U.S. Reps. Raja Krishnamoorthi (D-IL), Adam Schiff (D-CA), and Jackie Speier (D-CA), members of the House Permanent Select Committee on Intelligence, recently forwarded correspondence to Twitter CEO Elon Musk regarding insight into People’s Republic of China (PRC) social media influence.

The legislators inquired about the possibility the PRC may have used a network platform manipulation campaign on Twitter, resulting in restricted access to news about protests in the PRC, citing concerns about the potential impacts of PRC’s cyber capabilities.

“We are gravely concerned about the potential impacts of the PRC’s growing cyber-enabled capabilities, including foreign malign influence operations, on U.S. national security interests both at home and abroad,” the legislators wrote. “We respectfully request that you provide us with additional information regarding the recent malicious activity and include any indications whether this activity was directed by the PRC.”

Chinese protestors recently took to the streets of several major cities and university campuses after a fire killed 10 people and injured nine in Urumqi, the capital of the Xinjiang region. Protestors blamed the PRC’s coronavirus lockdown measures for delaying the firefighters’ arrival and called for an end to the restrictions.

“CCP authorities violently cracked down on the protests, reportedly beating, dragging and pushing protestors,” the legislators wrote. “Video evidence of these confrontations, however, was suppressed online. CCP censors scrubbed them from the internet in China, and on Sunday, Nov. 27, numerous Chinese-language accounts and bots spammed Twitter with links to escort services alongside city names in what researchers believe was an effort to suppress news regarding the widespread protests.”

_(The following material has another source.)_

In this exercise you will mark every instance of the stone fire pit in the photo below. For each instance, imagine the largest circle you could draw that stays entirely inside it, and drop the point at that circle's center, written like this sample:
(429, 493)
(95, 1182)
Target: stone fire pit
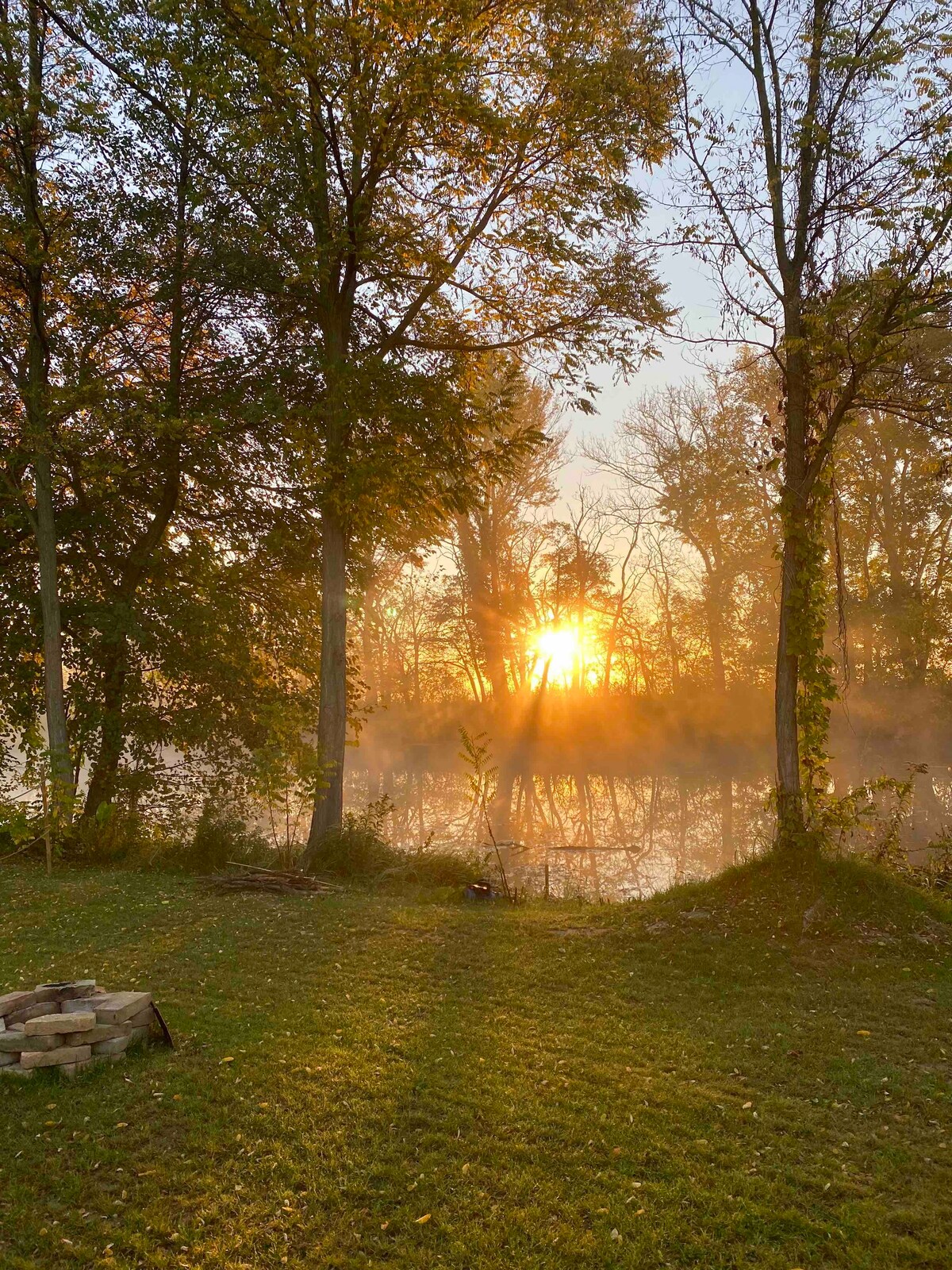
(71, 1026)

The legislators specifically want to identify how recent changes at Twitter impact the threat of CCP foreign influence operations on social media, asking if Twitter:

  • Had any indication that the obstruction of access to Tweets on recent demonstrations in the People’s Republic of China was state-led;
  • Has any evidence on its platform of efforts by the People’s Republic of China or any other state actors to deliberately suppress access to information through the use of bots or other manipulations;
  • Can identify large-scale misinformation, disinformation, and information suppression on its platform as it occurs;
  • Has measures in place or underway to block efforts to prevent access to information through the network, given its emphasis on free speech.